Renaissance was started by Beijing artist Kang
De. Although he had never been to Italy and didn't particularly like
Italian food, he liked Italian Renaissance paintings, hence the name
and choice of cuisine. The concept apparently didn't work and a year
ago Renaissance changed its name and switched to a cuisine that is in
Beijing at least considered more sophisticated than foreign noodles
could hope to be. I speak of course of Shanghainese food.
The sign over the front door that still says
Renaissance and the teapots and plates with this name in brown lettering
might lead you to suspect that the restaurant is still called Renaissance,
but it has in fact been renamed Hucai Guan which simply means Shanghai
Cuisine. The decor hasn't changed however, and that is a big part of
the charm. Facing the front door is a Western-style pine bar counter.
Several rustic wood-hewn shelves bear an array of bottles, the price
of each drink marked on a pale blue price tag like they use behind the
counters in Chinese state-owned department stores. The main room of
the restaurant has rough white-washed walls and railway-sleeper sized
wooden ceiling beams. The chairs are made of heavy carved wood and the
tablecloths are crimson. Oil paintings hang on every wall, pictures
of boats on beaches and pastoral scenes like you might find in somebody's
seaside cottage. This large collection of kitsch paintings has a surprisingly
pleasing effect. Each one has a different heavy wooden frame and the
subtle lighting ensures that the room doesn't feel like the Art section
of a department store. In fact, a rowdy party in the karaoke room next
door and the lone European man looking up from his dinner at us as we
sit down make the place feel more like the set of a surreal spy movie.
The old Shanghai hand of our party orders. For
starters we have preserved duck eggs with cold tofu, hairy soya beans,
peanuts, and a whole cold-baked pigeon. The bird is finicky to eat lots
of bones but the delicate flavor is worth the effort of sucking and
chewing. But nothing really impresses us until the main courses arrive.
Tofu knots with braised meat looks a bit strange but is a superb combination
of sweetish meaty tastes and soft textures. The subtle flavors and tenderness
of braised Mandarin fish makes one of our group exclaim: I'm a fishatarian.

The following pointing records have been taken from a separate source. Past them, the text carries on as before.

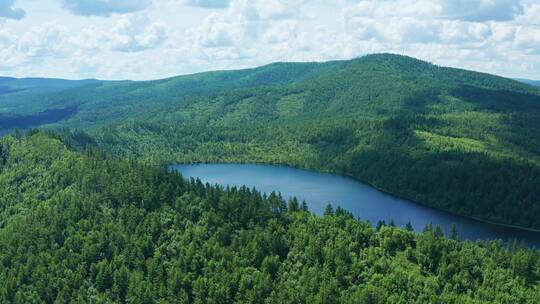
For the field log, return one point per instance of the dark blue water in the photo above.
(365, 202)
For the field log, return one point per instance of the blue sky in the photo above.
(148, 39)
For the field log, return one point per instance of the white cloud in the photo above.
(177, 36)
(482, 10)
(207, 3)
(132, 33)
(104, 7)
(8, 11)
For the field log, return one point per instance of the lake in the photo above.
(363, 201)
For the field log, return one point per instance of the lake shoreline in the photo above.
(330, 172)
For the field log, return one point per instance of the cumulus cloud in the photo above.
(104, 7)
(482, 10)
(133, 33)
(8, 11)
(498, 36)
(207, 3)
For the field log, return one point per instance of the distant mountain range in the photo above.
(453, 139)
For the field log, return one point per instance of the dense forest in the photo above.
(457, 140)
(463, 142)
(78, 225)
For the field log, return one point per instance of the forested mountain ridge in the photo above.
(458, 140)
(86, 227)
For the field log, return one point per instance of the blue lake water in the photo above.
(365, 202)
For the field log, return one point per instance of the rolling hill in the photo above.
(79, 227)
(457, 140)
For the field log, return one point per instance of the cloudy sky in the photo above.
(148, 39)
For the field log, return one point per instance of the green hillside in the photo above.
(84, 227)
(461, 141)
(457, 140)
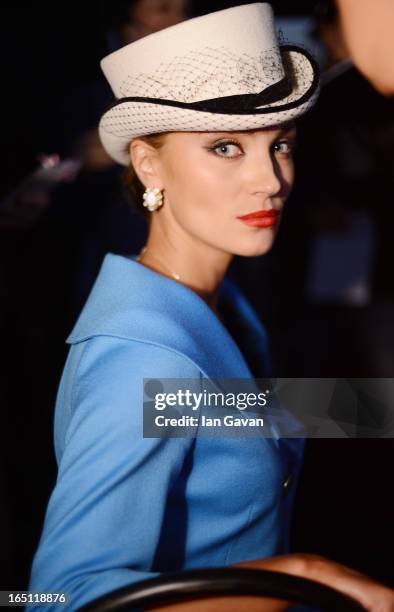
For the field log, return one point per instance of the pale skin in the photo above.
(208, 180)
(196, 232)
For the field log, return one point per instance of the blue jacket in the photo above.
(124, 507)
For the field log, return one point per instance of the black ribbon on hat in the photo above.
(244, 104)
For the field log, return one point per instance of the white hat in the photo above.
(224, 71)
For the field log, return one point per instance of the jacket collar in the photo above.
(131, 301)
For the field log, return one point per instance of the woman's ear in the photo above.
(144, 158)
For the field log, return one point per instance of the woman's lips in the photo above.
(262, 218)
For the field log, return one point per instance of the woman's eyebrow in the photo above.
(288, 127)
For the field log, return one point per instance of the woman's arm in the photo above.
(104, 517)
(375, 597)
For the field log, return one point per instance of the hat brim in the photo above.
(129, 119)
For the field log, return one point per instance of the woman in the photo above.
(205, 113)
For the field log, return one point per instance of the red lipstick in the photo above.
(261, 218)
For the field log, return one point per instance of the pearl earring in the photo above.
(153, 198)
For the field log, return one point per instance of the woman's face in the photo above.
(210, 179)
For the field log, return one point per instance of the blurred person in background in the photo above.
(368, 31)
(333, 310)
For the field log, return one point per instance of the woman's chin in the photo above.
(256, 248)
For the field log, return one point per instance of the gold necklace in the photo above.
(144, 250)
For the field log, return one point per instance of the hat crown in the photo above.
(230, 52)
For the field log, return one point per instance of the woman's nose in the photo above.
(264, 176)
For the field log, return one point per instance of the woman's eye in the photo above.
(284, 147)
(227, 149)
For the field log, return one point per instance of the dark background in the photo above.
(345, 503)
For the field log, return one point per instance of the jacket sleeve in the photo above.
(103, 519)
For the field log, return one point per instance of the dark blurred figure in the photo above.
(55, 228)
(328, 298)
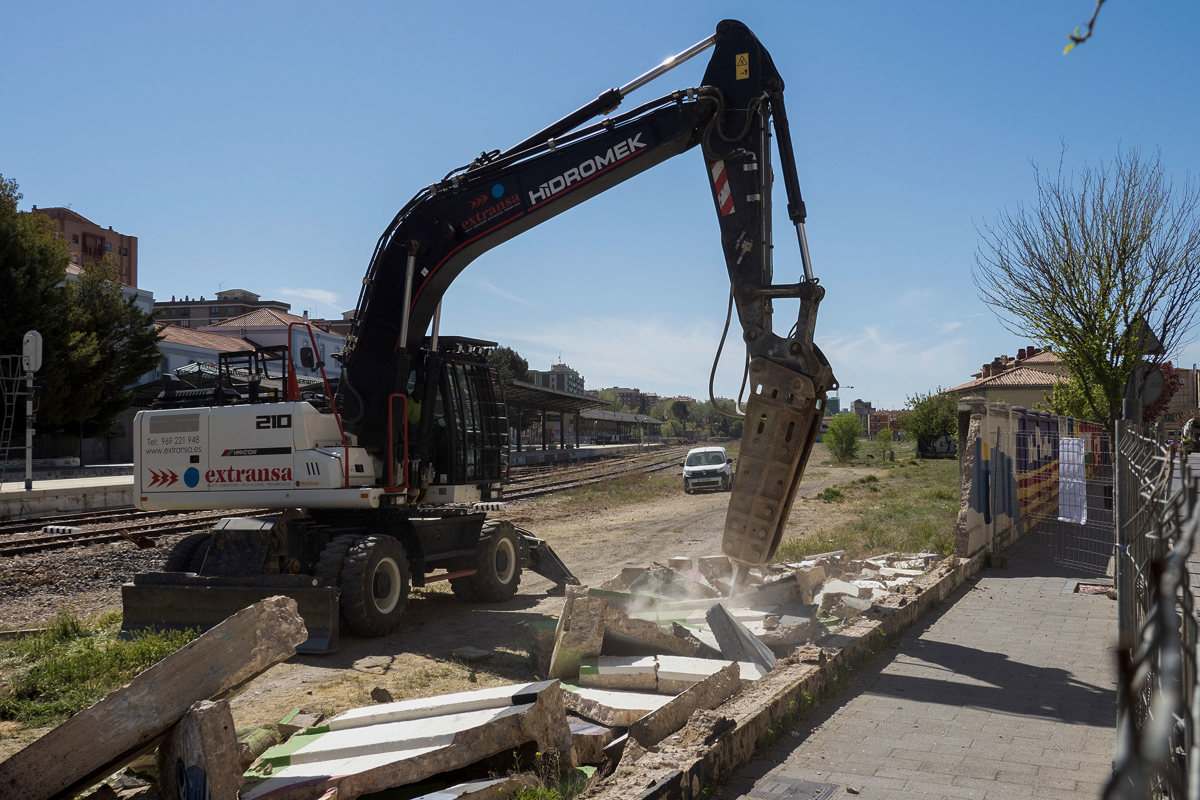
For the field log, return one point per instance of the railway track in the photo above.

Which is what you should be at Renaissance because while the meat dishes
are all average, the seafood is excellent. Sauteed shrimps and braised
eels are our favorites. The flavors are clean and fresh, and the laowai
are happy because there are no bones. Crispy-skin tofu is also good:
it is made with fragrant mushrooms that contrast nicely with the mild
flavor of the bean curd. The fresh vegetables are tasty too: we have
braised eggplant and two Southern vegetables that many Beijingers don't
know, caijie (mustard greens) and penghao (kale). We have both of these
in a delicious garlic sauce.
The waiters wearing clean but badly-fitting
suits look like trainees just arrived from the countryside which they
may in fact be: the service is lousy. But Renaissance or whatever you
choose to call it is a restaurant I shall visit again soon. It's a great
place to take visitors from out of town who want good Chinese food in
an unusual setting. They have an English menu. Expect to spend ´60-100
per person for good Shanghai cuisine that citizens of the Paris of the
East would be happy to find in the Northern Capital.